Durante la última década, esto es, desde el primer gobierno tripartito de Pascual Maragall, el protagonismo de Cataluña en la vida política española ha ido en aumento. Si antes de 2003 se hablaba de "pactismo" o de "oasis", conceptos que deben ponerse en entredicho o cuando menos no aceptar sin discusión como válidos plenamente, a partir de entonces la conducta de sus elites gubernamentales ha estado guiada por el enfrentamiento constante "con España", como si de dos entidades antagónicas se tratara.
Se celebraron consultas independentistas ilegales sin que el gobierno de la nación (ni el autonómico) hiciera nada por impedirlas; editoriales conjuntos de la prensa catalana en tono amenazador; manifestaciones (que acabaron en vandalismo) contra la sentencia del Tribunal Constitucional.
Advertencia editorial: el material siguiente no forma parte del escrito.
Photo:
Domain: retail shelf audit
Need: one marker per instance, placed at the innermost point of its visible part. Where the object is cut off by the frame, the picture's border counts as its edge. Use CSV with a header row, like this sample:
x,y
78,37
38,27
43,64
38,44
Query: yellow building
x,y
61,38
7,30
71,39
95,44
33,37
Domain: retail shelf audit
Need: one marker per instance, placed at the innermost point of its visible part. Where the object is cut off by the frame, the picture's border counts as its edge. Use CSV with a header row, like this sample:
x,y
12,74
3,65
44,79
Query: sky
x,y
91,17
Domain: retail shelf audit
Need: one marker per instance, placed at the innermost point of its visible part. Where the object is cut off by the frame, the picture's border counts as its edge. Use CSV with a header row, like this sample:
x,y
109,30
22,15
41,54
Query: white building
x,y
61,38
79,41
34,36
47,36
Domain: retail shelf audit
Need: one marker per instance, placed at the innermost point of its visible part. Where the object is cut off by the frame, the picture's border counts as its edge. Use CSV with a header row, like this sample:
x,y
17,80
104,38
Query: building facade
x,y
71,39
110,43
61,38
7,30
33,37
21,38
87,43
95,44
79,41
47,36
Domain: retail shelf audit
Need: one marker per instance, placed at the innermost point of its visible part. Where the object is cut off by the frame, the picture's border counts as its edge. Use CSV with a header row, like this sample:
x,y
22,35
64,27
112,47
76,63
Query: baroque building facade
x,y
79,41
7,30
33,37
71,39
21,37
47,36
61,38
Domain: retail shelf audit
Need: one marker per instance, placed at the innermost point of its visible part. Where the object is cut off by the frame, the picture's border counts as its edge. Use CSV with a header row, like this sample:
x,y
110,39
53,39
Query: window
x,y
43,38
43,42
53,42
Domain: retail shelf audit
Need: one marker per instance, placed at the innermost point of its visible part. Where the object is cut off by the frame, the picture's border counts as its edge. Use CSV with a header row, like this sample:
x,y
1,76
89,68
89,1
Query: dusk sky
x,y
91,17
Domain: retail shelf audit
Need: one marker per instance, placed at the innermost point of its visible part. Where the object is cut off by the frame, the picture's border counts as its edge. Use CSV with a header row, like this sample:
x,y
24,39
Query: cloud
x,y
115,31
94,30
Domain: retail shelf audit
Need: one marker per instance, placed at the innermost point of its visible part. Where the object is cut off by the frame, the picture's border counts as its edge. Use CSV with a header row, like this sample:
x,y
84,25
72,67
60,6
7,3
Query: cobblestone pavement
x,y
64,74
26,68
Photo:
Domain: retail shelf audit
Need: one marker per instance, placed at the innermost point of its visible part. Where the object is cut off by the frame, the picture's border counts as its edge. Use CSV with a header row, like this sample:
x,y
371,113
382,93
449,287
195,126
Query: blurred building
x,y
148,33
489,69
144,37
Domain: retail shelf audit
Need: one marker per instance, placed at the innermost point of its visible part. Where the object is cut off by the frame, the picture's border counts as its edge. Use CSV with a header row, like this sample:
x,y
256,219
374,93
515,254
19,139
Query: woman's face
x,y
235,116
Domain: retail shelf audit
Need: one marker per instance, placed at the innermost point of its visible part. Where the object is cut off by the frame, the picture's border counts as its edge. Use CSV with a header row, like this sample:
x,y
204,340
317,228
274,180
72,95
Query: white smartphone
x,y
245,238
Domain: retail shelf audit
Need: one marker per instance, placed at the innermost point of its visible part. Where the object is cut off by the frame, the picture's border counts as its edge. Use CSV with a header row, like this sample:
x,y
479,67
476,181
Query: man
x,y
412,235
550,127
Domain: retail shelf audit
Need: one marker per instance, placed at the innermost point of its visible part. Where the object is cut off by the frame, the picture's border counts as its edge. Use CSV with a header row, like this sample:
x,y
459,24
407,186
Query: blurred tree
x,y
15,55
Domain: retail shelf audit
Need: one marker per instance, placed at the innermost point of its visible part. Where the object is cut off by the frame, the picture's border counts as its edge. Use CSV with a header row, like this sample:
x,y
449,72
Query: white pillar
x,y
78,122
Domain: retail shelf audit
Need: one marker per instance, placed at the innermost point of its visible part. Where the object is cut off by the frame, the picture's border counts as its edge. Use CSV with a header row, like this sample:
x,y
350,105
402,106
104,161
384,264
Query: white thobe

En medio de este desafío constante, se mantenían inalterables las multas a quienes osaban rotular sólo en castellano sus establecimientos comerciales y se impedía la enseñanza escolar en castellano. Como se aprecia, un "respeto escrupuloso" por el entramado de derechos y libertades consagrados en la Constitución, menospreciada sistemáticamente en Cataluña, donde cualquier intento por salvaguardarla lleva consigo ser etiquetado como "fascista".
Igualmente, el victimismo ha sido el recurso político que en mayor medida se ha empleado desde la Plaza de San Jaime, basado en la repetición sistemática de mantras que tienen en el "expolio fiscal" (versión académica del "España nos roba") su máximo exponente. Para el nacionalismo, lo importante no son las personas, sino los territorios a los que se dota de vida propia; en consecuencia, son los que sienten, sufren, padecen y si desde el gobierno central no se les concede lo que exigen, se ofenden. Al respecto, cualquier reproche, por mínimo que haya sido, al establishment político catalán por la forma de gestionar los asuntos públicos, es interpretado como un ataque a Cataluña.
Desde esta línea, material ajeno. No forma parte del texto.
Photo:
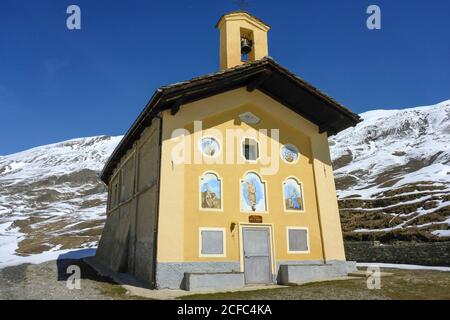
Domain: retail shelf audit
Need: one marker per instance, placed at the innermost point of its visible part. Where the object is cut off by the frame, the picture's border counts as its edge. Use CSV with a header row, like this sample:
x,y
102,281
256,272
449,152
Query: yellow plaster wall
x,y
180,216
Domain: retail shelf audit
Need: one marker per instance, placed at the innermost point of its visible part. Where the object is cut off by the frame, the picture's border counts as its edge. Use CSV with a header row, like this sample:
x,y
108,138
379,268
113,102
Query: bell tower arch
x,y
243,38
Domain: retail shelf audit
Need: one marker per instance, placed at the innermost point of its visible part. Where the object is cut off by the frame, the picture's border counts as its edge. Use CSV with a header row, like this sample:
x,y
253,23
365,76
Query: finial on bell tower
x,y
243,38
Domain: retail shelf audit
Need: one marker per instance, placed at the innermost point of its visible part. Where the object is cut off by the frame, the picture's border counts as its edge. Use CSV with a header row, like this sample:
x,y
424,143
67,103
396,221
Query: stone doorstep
x,y
363,274
214,281
304,273
134,287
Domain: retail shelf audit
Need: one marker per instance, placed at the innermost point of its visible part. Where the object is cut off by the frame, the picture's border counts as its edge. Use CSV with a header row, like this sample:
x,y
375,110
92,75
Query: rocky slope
x,y
393,174
51,199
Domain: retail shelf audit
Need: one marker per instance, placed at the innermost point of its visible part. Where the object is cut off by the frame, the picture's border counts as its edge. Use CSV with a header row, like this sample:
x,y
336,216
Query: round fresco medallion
x,y
289,153
209,146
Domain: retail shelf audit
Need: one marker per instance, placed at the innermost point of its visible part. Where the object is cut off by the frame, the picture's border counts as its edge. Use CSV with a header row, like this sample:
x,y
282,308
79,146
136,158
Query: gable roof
x,y
265,75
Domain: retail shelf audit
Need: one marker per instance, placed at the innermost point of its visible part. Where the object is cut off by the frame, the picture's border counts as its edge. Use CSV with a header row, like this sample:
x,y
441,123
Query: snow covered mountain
x,y
51,199
392,173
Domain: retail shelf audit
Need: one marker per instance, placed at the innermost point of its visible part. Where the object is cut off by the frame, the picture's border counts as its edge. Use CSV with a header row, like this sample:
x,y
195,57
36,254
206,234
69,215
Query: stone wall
x,y
423,253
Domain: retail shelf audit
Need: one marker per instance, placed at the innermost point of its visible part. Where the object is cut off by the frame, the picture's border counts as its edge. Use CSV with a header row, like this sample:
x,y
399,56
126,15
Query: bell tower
x,y
243,38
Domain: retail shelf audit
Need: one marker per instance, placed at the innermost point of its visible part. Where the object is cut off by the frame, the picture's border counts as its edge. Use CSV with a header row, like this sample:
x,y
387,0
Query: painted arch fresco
x,y
293,195
210,191
253,193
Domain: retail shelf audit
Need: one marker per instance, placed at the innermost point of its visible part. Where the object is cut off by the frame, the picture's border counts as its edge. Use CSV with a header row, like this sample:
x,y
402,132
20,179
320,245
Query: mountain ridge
x,y
392,176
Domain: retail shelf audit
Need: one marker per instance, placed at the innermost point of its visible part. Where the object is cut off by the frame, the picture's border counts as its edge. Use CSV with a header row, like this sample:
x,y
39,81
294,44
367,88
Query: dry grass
x,y
402,285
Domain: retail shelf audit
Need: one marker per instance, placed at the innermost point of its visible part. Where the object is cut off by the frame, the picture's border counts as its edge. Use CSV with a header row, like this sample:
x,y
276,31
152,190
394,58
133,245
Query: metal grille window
x,y
212,242
298,240
250,149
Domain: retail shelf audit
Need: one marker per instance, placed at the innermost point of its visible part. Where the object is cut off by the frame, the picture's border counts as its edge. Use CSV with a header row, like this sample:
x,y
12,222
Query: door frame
x,y
268,226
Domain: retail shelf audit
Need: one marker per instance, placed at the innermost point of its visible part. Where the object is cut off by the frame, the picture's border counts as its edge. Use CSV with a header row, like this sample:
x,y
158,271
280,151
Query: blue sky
x,y
57,84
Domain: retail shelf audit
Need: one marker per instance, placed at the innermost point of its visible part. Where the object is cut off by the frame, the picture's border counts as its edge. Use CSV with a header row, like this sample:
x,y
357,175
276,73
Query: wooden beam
x,y
176,105
258,81
329,126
No obstante, bajo el actual gobierno de Artur Mas la simbología ha dado paso a una política de hechos consumados. Sin rubor alguno se habla de conceptos deliberadamente polisémicos como "transición nacional", "estructuras de Estado" o "derecho a decidir", cuya finalidad es poner cortinas de humo a la incapacidad del ejecutivo (CIU-ERC) para encarar la crisis con algo más que eslóganes o subvenciones a aquellas entidades que comulgan con la hipótesis del maltrato. En este punto, es curiosa la inversión de roles realizada por el sindicalismo catalán, más pendiente de los "intereses nacionales" que de los de clase.
De cara al próximo 11 de septiembre, desde el nacionalismo catalán se apela de nuevo a los sentimientos y se exhorta la división. Aún con ello, como bien dice el saber popular, "no se puede tapar el sol con un dedo" y el 12 de septiembre, los problemas que asolan a la ciudadanía catalana seguirán ahí. Estos son los mismos que se dan en el resto de España, con los cual, no somos tan diferentes, ni estamos tan alejados.
Del infantilismo con que CIU, ERC y sectores mayoritarios del PSC gustan de hacer política, no puede pasar desapercibida la costumbre, actualmente multiplicada, de eliminar el nombre de España en aquellas plazas, calles o avenidas que lo llevan. Si en todo este asunto la coherencia se llevara hasta el final y hubiese un mínimo de decoro metodológico, lo normal es que lo que antes se llamaba Plaza del España pasara denominarse "Plaza del Estado" (aunque es probable que para los más voraces no bastase y exigirían añadir el adjetivo calificativo "opresor").
En definitiva, Cataluña prosigue su camino hacia un destino incierto, muy alejado en cualquier caso de las ensoñaciones utópicas en las que se ha instalado su casta dirigente. Ésta, con el uso de ingentes cantidades de dinero público, ha logrado que sus delirios calen en la mente de muchas personas, aunque no tantas como creen (o anhelan) los promotores de este viaje.